This and that for your Thursday reading.
- Bryn Nelson offers a call to action against the anti-science, anti-reality industry seeking to blast out propaganda to keep corporate coffers spilling over at the expense of public health and safety. And John Woodside sets out the greenwashing plan being used to try to force through even more dirty energy development in the tar sands, while Nina Lakhani reports that the journalists seeking to offer full and accurate information about climate issues are under constant threats of violence.
- Meanwhile, Yongxiao Liang, Nathan P. Gillett and Adam H. Monahan find that we're already on a path toward more than 2 degrees of global warming once we account for variability in ocean temperatures. Gabriel Rau et al. warn that warming groundwater poses threats to life both above and below the surface. And Dylan Baddour and Alejandra Martinez report on the escalating costs of droughts in Texas (and elsewhere) which are borne by publicly-subsidized insurance programs.
- Mike Savage offers a reminder that wealth inequality remains a crucial issue for the general public in the UK - even as Keir Starmer has purged anybody who might advocate on the issue from his caucus in the name of bland corporatism.

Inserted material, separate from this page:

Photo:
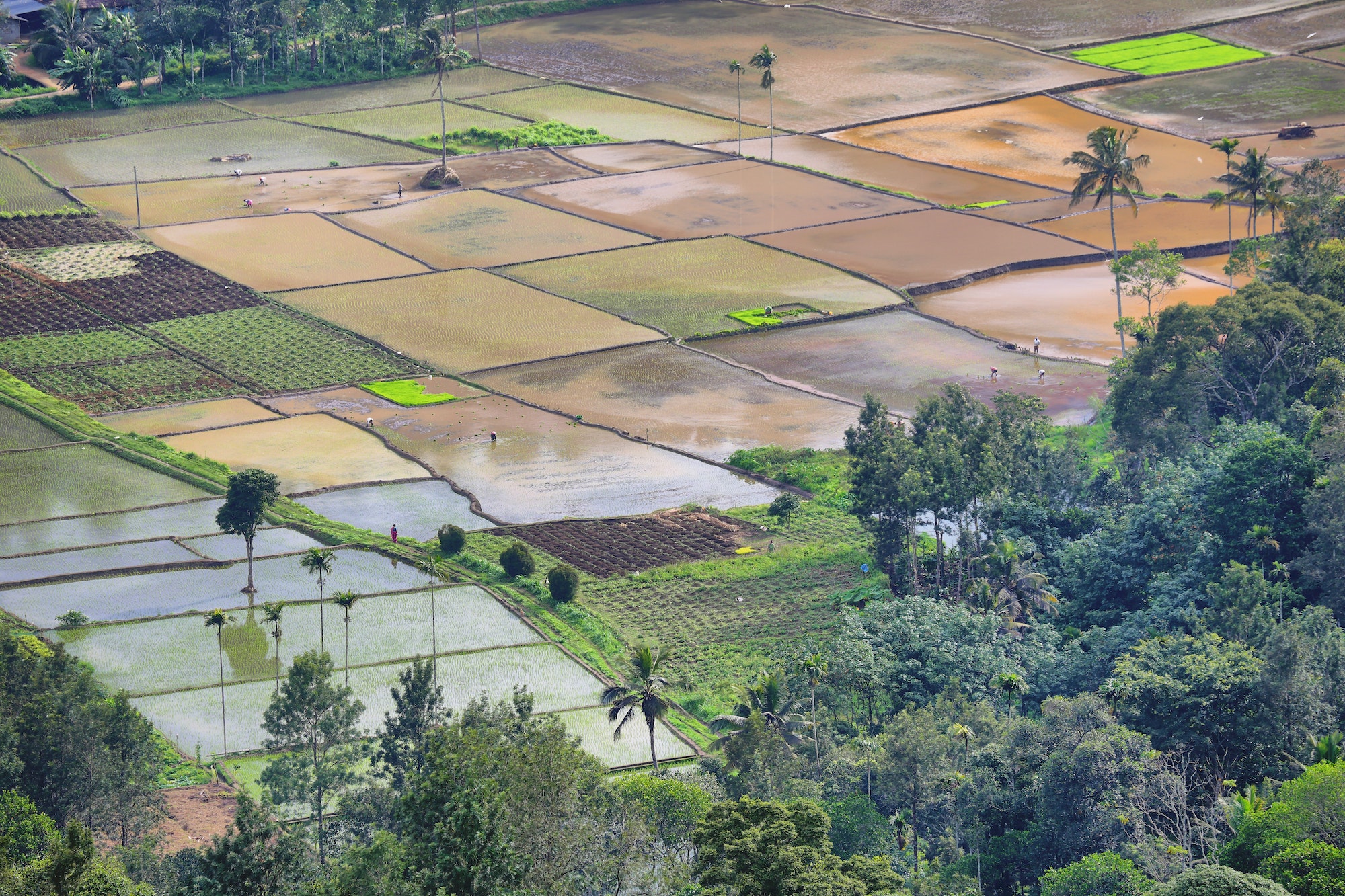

- Finally, Jared Wesley and Alex Ballos point out how Danielle Smith is following the Republicans' playbook to prevent people from exercising their right to vote. And Jason Foster and Rebecca Graff-McRae write that the seemingly random acts of arbitrary governance from by UCP can generally be traced back to an attempt to dissolve any civic institution or source of information which could possibly check the exercise of partisan power.